The other thing that is extraordinary is that we imagine that the beginning of time and space should in any way be common. They aren’t. Nothing at the extremes behaves in the same way as the stuff in the middle. We know that, intuitively, through common sense. Somehow that bit of common sense leaves us when time and space crop up in conversation. Extraordinary.

I said I’d be quiet and listen, but I must thank you, Exapno Mapcase, for doing an excellent job of responding to my request to

Nicely done, and understandable. That “zero point” argument was the key, I think, with “before” implying negative time and how “negative time” has a limit to how far back it can go. I like that!

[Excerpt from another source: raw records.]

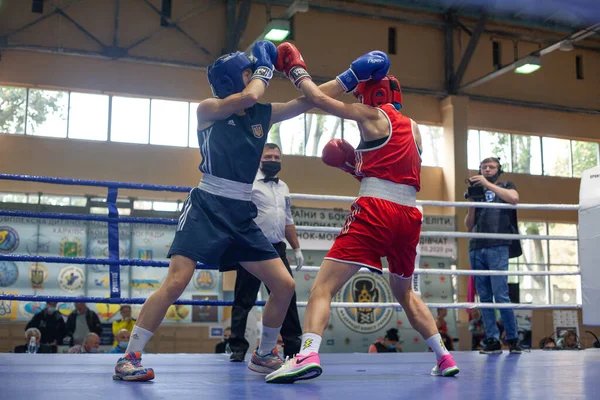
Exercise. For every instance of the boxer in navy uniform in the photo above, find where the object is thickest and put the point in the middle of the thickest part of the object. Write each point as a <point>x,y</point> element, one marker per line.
<point>216,223</point>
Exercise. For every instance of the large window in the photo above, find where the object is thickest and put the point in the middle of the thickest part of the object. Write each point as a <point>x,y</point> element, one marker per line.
<point>533,155</point>
<point>130,120</point>
<point>139,120</point>
<point>13,105</point>
<point>307,134</point>
<point>47,113</point>
<point>548,255</point>
<point>88,116</point>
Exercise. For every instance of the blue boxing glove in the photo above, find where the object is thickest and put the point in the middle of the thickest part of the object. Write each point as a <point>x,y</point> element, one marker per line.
<point>373,65</point>
<point>265,54</point>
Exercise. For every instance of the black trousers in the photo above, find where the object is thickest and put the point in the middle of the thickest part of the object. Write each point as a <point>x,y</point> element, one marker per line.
<point>246,291</point>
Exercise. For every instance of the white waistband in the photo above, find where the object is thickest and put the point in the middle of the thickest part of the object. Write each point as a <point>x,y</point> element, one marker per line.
<point>226,188</point>
<point>386,190</point>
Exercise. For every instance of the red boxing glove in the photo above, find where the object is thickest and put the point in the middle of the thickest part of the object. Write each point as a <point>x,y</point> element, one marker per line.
<point>339,154</point>
<point>290,62</point>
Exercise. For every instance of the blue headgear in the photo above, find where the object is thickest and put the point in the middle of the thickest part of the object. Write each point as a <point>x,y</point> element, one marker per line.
<point>225,75</point>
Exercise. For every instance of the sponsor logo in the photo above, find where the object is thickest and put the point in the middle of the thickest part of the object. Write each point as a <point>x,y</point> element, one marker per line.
<point>365,288</point>
<point>205,280</point>
<point>71,278</point>
<point>38,275</point>
<point>257,131</point>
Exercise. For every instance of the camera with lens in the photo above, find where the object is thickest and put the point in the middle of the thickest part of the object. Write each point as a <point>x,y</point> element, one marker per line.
<point>477,193</point>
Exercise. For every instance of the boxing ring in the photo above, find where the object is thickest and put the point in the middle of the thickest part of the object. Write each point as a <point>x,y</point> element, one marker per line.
<point>531,375</point>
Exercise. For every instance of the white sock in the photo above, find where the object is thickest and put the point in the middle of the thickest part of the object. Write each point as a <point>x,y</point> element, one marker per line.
<point>139,338</point>
<point>268,340</point>
<point>310,343</point>
<point>437,345</point>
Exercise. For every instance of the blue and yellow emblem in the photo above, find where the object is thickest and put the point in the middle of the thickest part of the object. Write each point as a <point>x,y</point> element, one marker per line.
<point>9,239</point>
<point>257,131</point>
<point>365,288</point>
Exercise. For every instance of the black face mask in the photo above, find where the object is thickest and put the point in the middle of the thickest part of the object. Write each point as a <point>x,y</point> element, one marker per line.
<point>271,168</point>
<point>493,179</point>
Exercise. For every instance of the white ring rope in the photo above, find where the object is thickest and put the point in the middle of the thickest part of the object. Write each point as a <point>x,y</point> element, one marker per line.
<point>459,204</point>
<point>469,272</point>
<point>451,305</point>
<point>507,236</point>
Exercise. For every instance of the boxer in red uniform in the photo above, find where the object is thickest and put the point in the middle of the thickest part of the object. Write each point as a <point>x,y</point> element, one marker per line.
<point>384,220</point>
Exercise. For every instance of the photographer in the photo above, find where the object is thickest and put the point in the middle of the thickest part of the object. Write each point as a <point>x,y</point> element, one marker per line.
<point>493,254</point>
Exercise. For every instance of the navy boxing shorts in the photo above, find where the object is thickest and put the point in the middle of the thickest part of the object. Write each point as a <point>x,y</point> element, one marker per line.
<point>217,230</point>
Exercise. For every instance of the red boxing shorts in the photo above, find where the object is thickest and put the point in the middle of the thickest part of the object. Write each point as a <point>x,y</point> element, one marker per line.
<point>379,228</point>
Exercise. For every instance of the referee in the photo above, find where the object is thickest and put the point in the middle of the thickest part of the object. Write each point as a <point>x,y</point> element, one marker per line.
<point>272,199</point>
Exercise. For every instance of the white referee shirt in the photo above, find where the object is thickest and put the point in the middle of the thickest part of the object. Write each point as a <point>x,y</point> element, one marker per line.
<point>274,207</point>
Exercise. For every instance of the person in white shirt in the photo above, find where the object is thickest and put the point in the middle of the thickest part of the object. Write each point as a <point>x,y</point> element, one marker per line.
<point>272,199</point>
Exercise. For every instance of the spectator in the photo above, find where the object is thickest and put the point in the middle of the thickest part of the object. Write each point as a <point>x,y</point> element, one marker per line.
<point>50,324</point>
<point>126,322</point>
<point>389,344</point>
<point>39,346</point>
<point>221,347</point>
<point>440,320</point>
<point>547,343</point>
<point>493,254</point>
<point>476,329</point>
<point>80,323</point>
<point>568,341</point>
<point>90,345</point>
<point>122,338</point>
<point>274,217</point>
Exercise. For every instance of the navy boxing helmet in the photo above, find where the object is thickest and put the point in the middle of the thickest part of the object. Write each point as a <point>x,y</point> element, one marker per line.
<point>225,75</point>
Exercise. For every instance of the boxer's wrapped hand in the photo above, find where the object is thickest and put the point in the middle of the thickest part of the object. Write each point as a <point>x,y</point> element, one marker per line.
<point>291,64</point>
<point>265,54</point>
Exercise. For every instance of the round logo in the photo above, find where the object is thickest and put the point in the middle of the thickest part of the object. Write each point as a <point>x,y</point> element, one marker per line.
<point>31,308</point>
<point>38,275</point>
<point>9,273</point>
<point>9,239</point>
<point>205,280</point>
<point>365,288</point>
<point>37,243</point>
<point>71,247</point>
<point>71,278</point>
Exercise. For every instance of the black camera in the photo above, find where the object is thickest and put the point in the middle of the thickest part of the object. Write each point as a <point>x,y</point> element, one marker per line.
<point>477,193</point>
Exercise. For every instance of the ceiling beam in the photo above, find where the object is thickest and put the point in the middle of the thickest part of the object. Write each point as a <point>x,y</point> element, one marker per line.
<point>580,35</point>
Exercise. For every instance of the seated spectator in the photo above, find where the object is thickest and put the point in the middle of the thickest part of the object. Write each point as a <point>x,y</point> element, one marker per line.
<point>90,345</point>
<point>477,330</point>
<point>126,322</point>
<point>39,346</point>
<point>547,343</point>
<point>440,320</point>
<point>221,347</point>
<point>122,338</point>
<point>389,343</point>
<point>50,324</point>
<point>80,323</point>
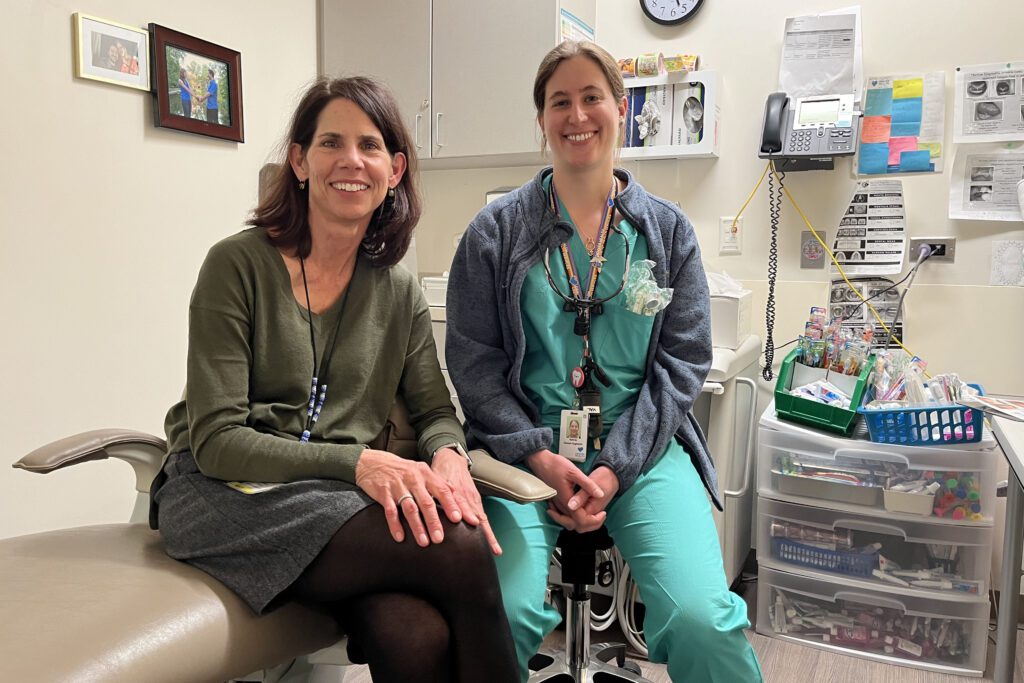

Well, you’re certainly not alone in your understanding. I would say most people are in the same boat you are. As for trying to understand concepts like Relativity and QM, I would start right here on this board. Do a little search on GQ for those topics and you’ll find some excellent explanations.

But just to get you started with Relativity, you first have to accept the empirical fact that the speed of light is the same no matter what reference frame you are in. No matter how fast you are traveling, light will always seem to be traveling at the same speed. Now, before we even get into any of the implications of that, can you see that that fact defies our “common sense” idea of what time is?